たしかに、間違った方向の電車に乗ってしまったことに気が付いた時、高浜は気が楽になったような気がした。このまま正しい方向へ戻らなければ、高浜の本心に反する行動を取らなくて済むのだ。
でも、これからどうすればいいんだろう。
たった一人で、何処へ行けば、何をすればいいんだろう。
マリアは日勝峠でドアとシートにつかまりながら苦痛に耐えていた。
時折、景色がフロントガラスを横向きに流れていく。スープラは4輪ともに滑りながら向きを変えていた。バックミラーを見る余裕はあまり無かったのだが、それでもマリアは出来るだけ後ろを見ようとした。そうしていないと、あまりに恐ろしい景色が目に入ってきて悲鳴を上げそうになったからだ。後続のランサーエボリューションは、時々遠くのほうに見えることがあったが、その後ろから来るはずのGT-Rやステージアの姿は無かった。決して軽量級とはいえないスープラを、まるでラリーのビデオかアニメの映像みたいに滑らせてコントロールする阿部のテクニックは、間違いなく常軌を逸していた。
でも、とマリアは考えた。
位置情報を発信し続ける装置がスープラに搭載されている以上、直線の多い北海道の道路状況では、数百メートルのアドバンテージが、どれほどの役にたつのか。結局、長く続けていては、相手側のクルマにパワーがあるだけに勝ち目が薄い。
峠を越えて、ワインディングが無くなると景色が急速に開けた。
マリアは携帯電話を開く。
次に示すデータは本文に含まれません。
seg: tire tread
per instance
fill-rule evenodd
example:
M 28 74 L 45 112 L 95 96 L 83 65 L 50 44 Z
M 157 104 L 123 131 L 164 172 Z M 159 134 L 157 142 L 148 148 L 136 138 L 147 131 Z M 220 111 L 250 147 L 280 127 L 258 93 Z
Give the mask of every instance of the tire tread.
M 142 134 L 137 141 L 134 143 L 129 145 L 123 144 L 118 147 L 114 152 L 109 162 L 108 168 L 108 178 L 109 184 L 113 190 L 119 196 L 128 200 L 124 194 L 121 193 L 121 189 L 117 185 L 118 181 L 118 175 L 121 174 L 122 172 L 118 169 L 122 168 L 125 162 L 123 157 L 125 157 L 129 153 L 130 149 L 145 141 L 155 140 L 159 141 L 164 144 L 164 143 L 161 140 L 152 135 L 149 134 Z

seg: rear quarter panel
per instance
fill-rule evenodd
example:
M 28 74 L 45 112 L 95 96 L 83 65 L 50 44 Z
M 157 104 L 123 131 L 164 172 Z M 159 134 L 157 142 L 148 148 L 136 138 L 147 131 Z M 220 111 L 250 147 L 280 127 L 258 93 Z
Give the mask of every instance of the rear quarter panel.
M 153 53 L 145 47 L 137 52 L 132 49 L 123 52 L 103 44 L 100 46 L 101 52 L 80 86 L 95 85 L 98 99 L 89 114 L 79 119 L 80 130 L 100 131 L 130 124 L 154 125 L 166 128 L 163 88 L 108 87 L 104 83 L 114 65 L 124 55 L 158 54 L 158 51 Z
着信は無い。そろそろ高浜を保護したという連絡が入ってもいいはずなのだけれど。機械のほうは完全にノーマークで輸送されていることが確認されている。そっちは心配ない。
窓ガラスにポツポツと水滴が当たった。空を見上げると、急速に雲が張り出してきているのが見えた。
「これから最高速ステージなのにな」
阿部がぼやいたように聞こえた。
「十勝16キロの直線、ね」
「そうだ。最後の最後だからな。ぎりぎりまでオーバーブーストを使う」
高速で走り続けてきたスープラのフロントウインドーには無数の虫の死骸や汚れが付着していた。雨は強くなりそうだった。
「前、見えないね。ワイパー使うね」
阿部は前方から目を逸らさずに、いや、と言った。